Why Mono (Epstein‑Barr) May Lead To MS and Some Cancers: 22 Human Genes Offer Clues

New research suggests that genetic differences in some people may explain why the Epstein‑Barr virus (EBV) — the virus that causes infectious mononucleosis or “mono” — persists at high levels in a minority of people and is linked to autoimmune diseases and certain cancers.

Background: A Common Virus, Uncommon Consequences

About 90% of people are infected with EBV at some point. For most, infection is asymptomatic or causes a short, mild illness. After recovery, EBV usually remains latent in B cells without causing further harm. But for a subset of people the virus persists at unusually high levels, and that persistent infection has been associated with conditions such as multiple sclerosis (MS), some nasopharyngeal cancers, lymphomas, and other chronic diseases.

What The Study Did

Researchers led by Ryan Dhindsa at Baylor College of Medicine analyzed whole‑genome sequencing data from roughly 750,000 participants in two large biobanks (the U.K. Biobank and the NIH’s All of Us program). Instead of discarding sequence reads that did not match the human genome, the team reexamined those reads to recover viral DNA. They identified about 11% of participants who carried very high levels of EBV DNA.

Key Findings

High EBV DNA levels correlated with a number of health conditions already linked to the virus, including spleen disorders and Hodgkin lymphoma. Less definitive but notable associations appeared for rheumatoid arthritis, lupus, chronic obstructive pulmonary disease (COPD), heart disease, kidney failure, stroke and depressive episodes.

Genetic analysis revealed 22 human genes associated with a greater likelihood of persistent, high‑level EBV. Many of these genes cluster in the human leukocyte antigen (HLA) region — a critical site for antigen presentation that helps the immune system recognize and respond to pathogens. Other implicated genes include SLAMF7, which affects natural killer cell activity, and CTLA4, which modulates T‑cell immune responses.

Interpretation and Limitations

The study identifies robust associations but does not prove that any specific genetic variant causes EBV persistence. The variants may alter how the immune system presents or controls EBV, making it harder to suppress viral replication, but further laboratory and clinical work is required to establish mechanisms and causality.

Another limitation is representation: although the All of Us dataset includes diverse participants, the U.K. Biobank is mostly of European ancestry. The authors emphasize the need to replicate findings in globally diverse datasets to ensure the genetic signals apply across populations.

Next Steps

Experts, including Jill Hollenbach of UCSF, called the results an important starting point. Follow‑up work will probe the biological mechanisms linking these genetic variants to immune control of EBV and will extend the same method to search biobank data for other long‑term viruses with health impacts, such as Merkel cell polyomavirus and human T‑cell lymphotropic virus type 1.

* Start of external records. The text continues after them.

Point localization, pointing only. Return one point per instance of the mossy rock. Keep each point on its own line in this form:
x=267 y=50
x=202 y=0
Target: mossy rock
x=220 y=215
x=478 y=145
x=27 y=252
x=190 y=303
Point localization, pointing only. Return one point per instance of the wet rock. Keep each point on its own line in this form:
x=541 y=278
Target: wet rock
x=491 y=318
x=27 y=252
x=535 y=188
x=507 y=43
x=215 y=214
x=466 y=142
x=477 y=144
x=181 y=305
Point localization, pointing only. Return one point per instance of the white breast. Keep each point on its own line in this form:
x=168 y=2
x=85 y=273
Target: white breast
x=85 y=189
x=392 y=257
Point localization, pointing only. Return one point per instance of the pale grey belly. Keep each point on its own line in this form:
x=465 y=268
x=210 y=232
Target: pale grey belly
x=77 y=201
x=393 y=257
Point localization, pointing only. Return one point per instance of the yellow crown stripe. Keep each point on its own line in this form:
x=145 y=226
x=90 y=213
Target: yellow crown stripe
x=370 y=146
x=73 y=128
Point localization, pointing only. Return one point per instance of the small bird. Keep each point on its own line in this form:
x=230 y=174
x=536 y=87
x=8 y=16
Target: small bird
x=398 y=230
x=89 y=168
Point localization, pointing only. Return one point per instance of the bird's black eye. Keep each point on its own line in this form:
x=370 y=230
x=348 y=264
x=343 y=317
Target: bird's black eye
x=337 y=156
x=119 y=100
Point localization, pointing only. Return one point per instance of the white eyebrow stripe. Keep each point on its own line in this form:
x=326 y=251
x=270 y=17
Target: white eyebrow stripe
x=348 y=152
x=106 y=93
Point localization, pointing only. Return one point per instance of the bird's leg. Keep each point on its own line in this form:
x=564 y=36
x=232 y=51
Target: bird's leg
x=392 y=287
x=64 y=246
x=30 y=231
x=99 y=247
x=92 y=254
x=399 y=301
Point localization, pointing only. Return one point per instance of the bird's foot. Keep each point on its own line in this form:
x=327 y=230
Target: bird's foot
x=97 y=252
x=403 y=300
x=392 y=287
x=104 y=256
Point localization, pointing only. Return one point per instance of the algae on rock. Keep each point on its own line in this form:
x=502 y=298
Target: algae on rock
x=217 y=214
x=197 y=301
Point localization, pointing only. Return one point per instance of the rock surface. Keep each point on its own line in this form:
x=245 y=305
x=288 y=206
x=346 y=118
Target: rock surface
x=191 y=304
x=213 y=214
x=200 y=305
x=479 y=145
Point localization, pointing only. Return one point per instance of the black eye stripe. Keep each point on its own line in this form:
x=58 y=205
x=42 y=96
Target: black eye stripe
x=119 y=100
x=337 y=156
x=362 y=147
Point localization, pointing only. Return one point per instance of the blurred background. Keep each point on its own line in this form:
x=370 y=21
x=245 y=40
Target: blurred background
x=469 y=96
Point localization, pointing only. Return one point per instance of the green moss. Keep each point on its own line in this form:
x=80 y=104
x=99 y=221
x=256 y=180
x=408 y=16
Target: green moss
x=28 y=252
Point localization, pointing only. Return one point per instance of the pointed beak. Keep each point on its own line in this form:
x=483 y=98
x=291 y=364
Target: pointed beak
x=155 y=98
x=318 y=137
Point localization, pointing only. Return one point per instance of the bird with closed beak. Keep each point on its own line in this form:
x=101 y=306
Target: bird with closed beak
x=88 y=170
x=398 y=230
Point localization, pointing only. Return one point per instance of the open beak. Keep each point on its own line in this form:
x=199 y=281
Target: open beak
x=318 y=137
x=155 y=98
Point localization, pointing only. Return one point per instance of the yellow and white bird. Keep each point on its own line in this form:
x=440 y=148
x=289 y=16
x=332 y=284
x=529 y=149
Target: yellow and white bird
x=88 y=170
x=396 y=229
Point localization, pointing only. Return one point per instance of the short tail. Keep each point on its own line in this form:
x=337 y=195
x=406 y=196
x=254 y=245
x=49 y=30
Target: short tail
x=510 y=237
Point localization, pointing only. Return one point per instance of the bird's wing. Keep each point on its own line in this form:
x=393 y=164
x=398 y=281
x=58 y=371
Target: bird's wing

Bottom line: By mining discarded sequencing reads in large biobanks, researchers found that persistent EBV is uncommon but detectable in a substantial minority and is associated with 22 human genes, many in immune‑presentation pathways. The findings point to testable immune mechanisms but require more diverse data and experimental follow‑up to confirm causation.

Study published in Nature on Jan. 18.